WITH the international authority on climate change, the IPCC, in town, global warming is back on the agenda.
But its presence in Hobart is not the only reason why people have been turning up the heat on climate change. One of Australia's hottest starts to the year has seen climate experts tell us that our current record-breaking heatwave and shocking bushfires have been exacerbated by changes in our climate.
The Climate Commission has released a report into the recent sweltering summer heatwave, which stated that "climate change has contributed to making the current extreme heat conditions and bushfires worse."
IPCC chairman Rajendra Pachauri confirmed that with climate change "there is an increase in the frequency and intensity of heatwaves ... and of course with heatwaves you get drought and other problems, you get forest fires. The trend is unmistakable."
But even with this latest consensus, Queensland Premier Campbell Newman has described blaming our recent bushfires on climate change as "very convenient", while acting Opposition Leader Warren Truss has said that it is "utterly simplistic" to draw a connection between the two. They say this because bushfires are just a natural part of the Australian environment. We are the "sunburnt country" after all.
These comments by our nation's leaders seem to show their lack of understanding about climate change, which is worrying to say the least.
Let's be clear. Australia has always had bushfires and always will.
Changes in the climate do not directly cause specific bushfires, just as they do not directly cause any other particular weather events.
What climate change does is increase the risk of bushfires by making the conditions necessary for them - high temperatures, dry conditions and strong winds - more frequent and severe.
Not only that, but these more extreme conditions intensify "the nature, ferocity and duration of bushfires," according to Gary Morgan, head of the Bushfire Co- operative Research Centre.
Given that bushfires are an inevitable fact of life in a fire-prone environment, and that climate change will increase the risk and severity of bushfires, we need to start thinking about what to do in light of a warming world.
Many Australians like living close to the bush. Just over 10 per cent of homes in Tasmania lie within 100 metres of bushland - that's about 34,000 homes.

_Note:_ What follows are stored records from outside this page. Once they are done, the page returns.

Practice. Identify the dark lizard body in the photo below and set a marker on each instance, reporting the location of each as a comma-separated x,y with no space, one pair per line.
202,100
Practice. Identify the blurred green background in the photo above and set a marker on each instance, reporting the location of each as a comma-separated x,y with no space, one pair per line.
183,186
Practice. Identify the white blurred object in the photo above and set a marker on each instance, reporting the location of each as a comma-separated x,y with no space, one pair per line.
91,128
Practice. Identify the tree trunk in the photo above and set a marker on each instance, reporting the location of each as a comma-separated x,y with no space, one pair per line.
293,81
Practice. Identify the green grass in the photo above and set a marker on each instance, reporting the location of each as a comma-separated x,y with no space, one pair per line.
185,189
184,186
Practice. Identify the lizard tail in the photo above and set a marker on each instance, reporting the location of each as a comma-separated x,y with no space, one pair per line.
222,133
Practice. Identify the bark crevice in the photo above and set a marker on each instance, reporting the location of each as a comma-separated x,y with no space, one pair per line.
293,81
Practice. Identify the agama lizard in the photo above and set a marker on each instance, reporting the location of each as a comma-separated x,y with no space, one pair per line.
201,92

During the horrific 2009 Victorian bushfires, 85 per cent of homes destroyed were less than 100 metres from the bush. While this desire to live near bushland may never change, in order to save lives and homes the way in which we interact with the landscape must.
We need to start a conversation about how we will live with bushfires in the future and how we will adapt our towns and cities to deal with climate change. Yet we also need to start taking seriously the task of drastically reducing our carbon footprint, because without action to prevent further climate change it will only make living with bushfires all the more dangerous in the coming decades.
Climate change remains understandably abstract and distant for many. This is one of the reasons why the current heatwave has been so shocking. It is a sign to everybody that we are already experiencing the effects of climate change. This is not only a concern for our children's children, but something we need to adapt to today and mitigate for tomorrow.
Will Bibby is a member of the Australian Youth Climate Coalition (Hobart branch). He is completing a Master's in geography and the environment at the University of Oxford.
Aaron Wraight is a member of the Australian Youth Climate Coalition (Hobart branch). He is undertaking a combined honours thesis in philosophy and geography at the University of Tasmania.